Ainsi il dit, et il tint aussitôt parole. Il entre sous la tente où dort le savant Alphée, qui était venu l’année précédente à la cour de Charles comme médecin et magicien fort expert en astrologie. En cette circonstance, sa fausse science, qui, d’après lui, lui dévoilait tout l’avenir, lui fit quelque peu défaut. Elle lui avait prédit qu’il mourrait, plein d’années, dans les bras de sa femme;
Et voilà que le rusé Sarrasin lui plonge son épée dans la gorge. Il tue quatre autres guerriers, près du devin, sans qu’ils aient le temps de pousser un cri. Turpin ne mentionne pas leurs noms, et leur mémoire s’est perdue dans la suite des temps. Après eux périt Palidon de Montcalieri, qui dormait tranquillement entre deux destriers.

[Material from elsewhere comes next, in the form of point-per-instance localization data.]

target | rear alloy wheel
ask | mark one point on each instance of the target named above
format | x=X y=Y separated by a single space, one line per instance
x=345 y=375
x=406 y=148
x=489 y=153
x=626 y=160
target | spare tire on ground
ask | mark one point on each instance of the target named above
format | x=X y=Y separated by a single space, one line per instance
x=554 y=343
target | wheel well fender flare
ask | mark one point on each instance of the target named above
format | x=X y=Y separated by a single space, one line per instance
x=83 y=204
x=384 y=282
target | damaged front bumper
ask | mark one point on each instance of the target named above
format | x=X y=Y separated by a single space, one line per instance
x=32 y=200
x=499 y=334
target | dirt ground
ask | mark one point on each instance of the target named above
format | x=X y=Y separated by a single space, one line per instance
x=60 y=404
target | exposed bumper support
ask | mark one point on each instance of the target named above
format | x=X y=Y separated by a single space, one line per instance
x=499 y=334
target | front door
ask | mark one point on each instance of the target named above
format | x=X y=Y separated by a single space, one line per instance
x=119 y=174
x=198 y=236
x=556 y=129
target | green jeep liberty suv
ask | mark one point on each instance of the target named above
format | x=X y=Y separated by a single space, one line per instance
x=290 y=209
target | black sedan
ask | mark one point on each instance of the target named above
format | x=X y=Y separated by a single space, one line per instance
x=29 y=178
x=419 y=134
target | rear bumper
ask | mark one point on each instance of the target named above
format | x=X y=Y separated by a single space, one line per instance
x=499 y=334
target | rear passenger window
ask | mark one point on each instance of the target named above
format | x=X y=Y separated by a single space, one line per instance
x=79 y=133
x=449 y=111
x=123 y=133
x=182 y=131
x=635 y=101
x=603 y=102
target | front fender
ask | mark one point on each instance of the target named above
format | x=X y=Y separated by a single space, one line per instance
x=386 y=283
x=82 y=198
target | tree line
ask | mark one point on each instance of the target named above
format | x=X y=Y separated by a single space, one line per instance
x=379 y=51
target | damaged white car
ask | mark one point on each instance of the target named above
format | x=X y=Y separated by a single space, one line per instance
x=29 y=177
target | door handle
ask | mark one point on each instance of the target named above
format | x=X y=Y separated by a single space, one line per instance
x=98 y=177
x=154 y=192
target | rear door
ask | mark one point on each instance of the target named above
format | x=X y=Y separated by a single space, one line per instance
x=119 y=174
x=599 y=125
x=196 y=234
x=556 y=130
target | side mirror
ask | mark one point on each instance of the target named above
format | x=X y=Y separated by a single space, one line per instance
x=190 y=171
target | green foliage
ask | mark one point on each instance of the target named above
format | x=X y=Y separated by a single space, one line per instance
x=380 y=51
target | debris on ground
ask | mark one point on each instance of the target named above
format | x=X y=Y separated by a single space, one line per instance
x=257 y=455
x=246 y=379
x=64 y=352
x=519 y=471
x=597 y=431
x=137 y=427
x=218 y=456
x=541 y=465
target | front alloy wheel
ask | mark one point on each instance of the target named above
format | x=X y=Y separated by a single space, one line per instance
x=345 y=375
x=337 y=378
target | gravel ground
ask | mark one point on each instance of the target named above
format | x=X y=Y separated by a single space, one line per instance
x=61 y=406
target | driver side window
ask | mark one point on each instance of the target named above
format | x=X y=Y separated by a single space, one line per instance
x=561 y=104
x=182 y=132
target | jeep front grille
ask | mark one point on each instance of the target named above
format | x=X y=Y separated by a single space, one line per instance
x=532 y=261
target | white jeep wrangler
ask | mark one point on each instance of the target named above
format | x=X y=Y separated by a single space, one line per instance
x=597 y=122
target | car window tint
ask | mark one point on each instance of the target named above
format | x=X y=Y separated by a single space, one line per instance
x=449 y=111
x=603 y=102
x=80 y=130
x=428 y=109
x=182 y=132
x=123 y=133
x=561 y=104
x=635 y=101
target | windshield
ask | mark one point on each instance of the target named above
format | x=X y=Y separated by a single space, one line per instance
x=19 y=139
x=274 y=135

Cloridan s’en vient ensuite à l’endroit où le malheureux Grillon gisait la tête sous un baril. Il l’avait entièrement vidé, et pensait goûter en paix un sommeil doux et tranquille. L’audacieux Sarrasin lui tranche la tête. Le sang et le vin s’écoulent par une même blessure; le corps en contient plus d’un baquet. Grillon rêvait qu’il buvait encore, lorsque Cloridan vint interrompre son rêve.
À côté de Grillon, il égorge en deux coups Andropon et Conrad, l’un Grec, l’autre Allemand. Tous les deux avaient passé une grande partie de la nuit à boire et à jouer. Heureux s’ils eussent su veiller jusqu’à l’heure où le soleil surgit à l’orient. Mais le destin ne pourrait rien sur les hommes, si chacun devinait l’avenir.
De même qu’un lion affamé, amaigri et altéré par un long jeûne, tue, déchire, dévore, et met en pièces le troupeau tombé sans défense en son pouvoir, ainsi le cruel païen égorge les nôtres pendant leur sommeil, et en fait partout un véritable massacre. L’épée de Médor ne reste pas inactive, mais elle dédaigne de frapper l’ignoble plèbe.
Médor arrive à la tente où le duc d’Albret dormait avec une sienne dame. Tous les deux se tenaient si étroitement enlacés, que l’air n’aurait pu se glisser entre eux. Médor leur abat la tête d’un seul coup. Ô mort heureuse, ô douce destinée! Leurs âmes s’envolent vers leur nouvelle demeure, enlacées comme l’étaient leurs corps.
Il tue Malinde et son frère Ardalique, fils du comte de Flandre. L’un et l’autre avaient été faits nouvellement chevaliers par Charles, qui avait ajouté les lys à leurs armes, le jour où il les avait vus revenir d’un combat, avec leurs épées tout ensanglantées. Il leur avait aussi promis des terres en Frise, et il les leur aurait données; mais Médor vient détruire tous ces projets.
Les adroits compagnons parviennent enfin jusqu’aux tentes dont les paladins ont entouré celle de Charles, sur laquelle ils veillent chacun à leur tour. Là, les deux Sarrasins, rassasiés de carnage, remettent leur épée au fourreau et retournent sur leurs pas, car il leur paraît impossible qu’au milieu d’une si grande foule de gens, il ne s’en trouve pas un qui ne dorme pas.
Bien qu’ils puissent se charger d’un riche butin, ils pensent que c’est assez de sauver leur propre personne. Cloridan s’avance par les passages qu’il croit les plus sûrs, et son compagnon le suit. Ils arrivent au champ de bataille, où, parmi les épées, les arcs, les écus et les lances, gisent, pêle-mêle, dans un lac de sang, riches et pauvres, princes et sujets, hommes et chevaux.